How Kiteboarding Has Changed For The Better
Kiteboarding and other forms of “Traction Kiting” have evolved a lot over the past 10 years. Kiteboarding used to be a sport that was almost impossible to conquer and was really not accessible to the average person. During the early days, Kiteboarding had a bad reputation for being accident prone and extremely dangerous. These days huge developments in safety and flying characteristics are making Kiteboarding possible and safer people with an average level of fitness and a eagerness to learn.
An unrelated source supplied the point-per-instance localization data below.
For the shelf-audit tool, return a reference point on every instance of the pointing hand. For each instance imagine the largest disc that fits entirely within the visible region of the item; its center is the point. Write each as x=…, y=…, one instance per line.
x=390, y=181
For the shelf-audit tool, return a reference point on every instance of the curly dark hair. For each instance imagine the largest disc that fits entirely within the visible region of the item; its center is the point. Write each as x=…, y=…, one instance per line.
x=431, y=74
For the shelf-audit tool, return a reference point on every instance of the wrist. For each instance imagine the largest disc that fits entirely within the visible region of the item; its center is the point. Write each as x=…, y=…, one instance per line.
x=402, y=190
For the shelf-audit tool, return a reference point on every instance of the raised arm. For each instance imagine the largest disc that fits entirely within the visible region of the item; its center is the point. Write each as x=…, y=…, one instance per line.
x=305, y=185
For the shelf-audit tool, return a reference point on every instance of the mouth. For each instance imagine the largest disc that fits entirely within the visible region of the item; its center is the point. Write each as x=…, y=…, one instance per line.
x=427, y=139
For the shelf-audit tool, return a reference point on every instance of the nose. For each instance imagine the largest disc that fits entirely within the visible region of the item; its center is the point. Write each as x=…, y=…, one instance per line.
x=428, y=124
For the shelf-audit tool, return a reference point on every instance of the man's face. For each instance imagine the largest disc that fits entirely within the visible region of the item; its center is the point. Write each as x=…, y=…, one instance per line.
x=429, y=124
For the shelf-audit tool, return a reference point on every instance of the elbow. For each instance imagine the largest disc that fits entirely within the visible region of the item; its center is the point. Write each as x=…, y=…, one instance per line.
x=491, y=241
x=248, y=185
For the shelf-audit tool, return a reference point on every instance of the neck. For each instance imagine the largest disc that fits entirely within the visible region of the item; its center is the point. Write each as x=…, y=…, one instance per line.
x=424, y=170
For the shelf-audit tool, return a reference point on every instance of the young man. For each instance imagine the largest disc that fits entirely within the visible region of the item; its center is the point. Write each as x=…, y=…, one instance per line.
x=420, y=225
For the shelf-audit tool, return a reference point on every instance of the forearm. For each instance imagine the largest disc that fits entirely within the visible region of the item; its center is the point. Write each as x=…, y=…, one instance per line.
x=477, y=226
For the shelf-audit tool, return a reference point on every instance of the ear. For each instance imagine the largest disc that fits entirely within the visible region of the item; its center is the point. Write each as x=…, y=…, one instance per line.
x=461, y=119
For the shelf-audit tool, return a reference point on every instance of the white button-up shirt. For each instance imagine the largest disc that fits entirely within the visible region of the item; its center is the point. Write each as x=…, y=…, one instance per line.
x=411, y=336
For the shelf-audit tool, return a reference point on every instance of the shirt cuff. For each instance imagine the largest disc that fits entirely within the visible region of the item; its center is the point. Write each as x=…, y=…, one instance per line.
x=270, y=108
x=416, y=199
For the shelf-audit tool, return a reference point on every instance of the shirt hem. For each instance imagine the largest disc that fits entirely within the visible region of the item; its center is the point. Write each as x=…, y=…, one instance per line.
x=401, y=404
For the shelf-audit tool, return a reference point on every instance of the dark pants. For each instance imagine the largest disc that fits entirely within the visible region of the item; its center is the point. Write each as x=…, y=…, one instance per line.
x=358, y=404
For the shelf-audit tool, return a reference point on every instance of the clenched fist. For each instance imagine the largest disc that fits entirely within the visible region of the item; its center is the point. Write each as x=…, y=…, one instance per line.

In the early days of the sport, once you launched the kite, it was almost fully powered and the only way to really get rid of the power was to land or ditch the kite. These days (with proper instruction) you can launch the kite and de-power it by almost %90 while its still flying. This means that whenever you need a break or have a wipeout, you can calmly fly the kite and take your time catching your breath or regrouping. What has made this possible is a change in the kite design allowing the user to have more control over the trailing edge of the kite. This process is called sheeting. it is very similar to the flaps on the wings of an airplane. When the kiter sheets in (pulls in on the bar), they are pulling in on the trailing edge and grabbing more wind. Sheeting out is the exact opposite. Over the past few years the range of motion on this feature has increased dramatically and has completely changed the sport. Not only making it safer but also easier and allowing the kites to have more wind range.
Another huge development in performance has been the safety release mechanisms. With modern equipment just letting go of the control bar will do the trick most of the time. The kite will remain attached to the harness but most of the power will be released from the kite. When that isn’t enough, there is a safety release located a few inches up from the Kiteboarders point of attachment to the harness. If something catastrophic happens, whether it be a equipment malfunction, pilot error or weather related incident, the kite flyer is able to activate this release by simply pushing out on it with one or two hands. This action will release the tension on 3 out of the 4 lines that are attaching the kiter to the kite. This process is called flagging the kite and the kite will be completely neutralized yet still connected to the kiter by one line. Over the years these release mechanisms have become smother, easier to activate and more effective.
Although these new developments have made Kiteboarding,Kitesurfing and other forms of Traction Kiting much more accessible, it is important to understand your limits. Kiteboarding is still not for everyone and at the end of the day is still considered an extreme sport. Many kite schools and instructors offer introductory programs which give you a good taste of the sport and a good understanding of all of the safety protocalls. This is a great way to determine if this sport is right for you.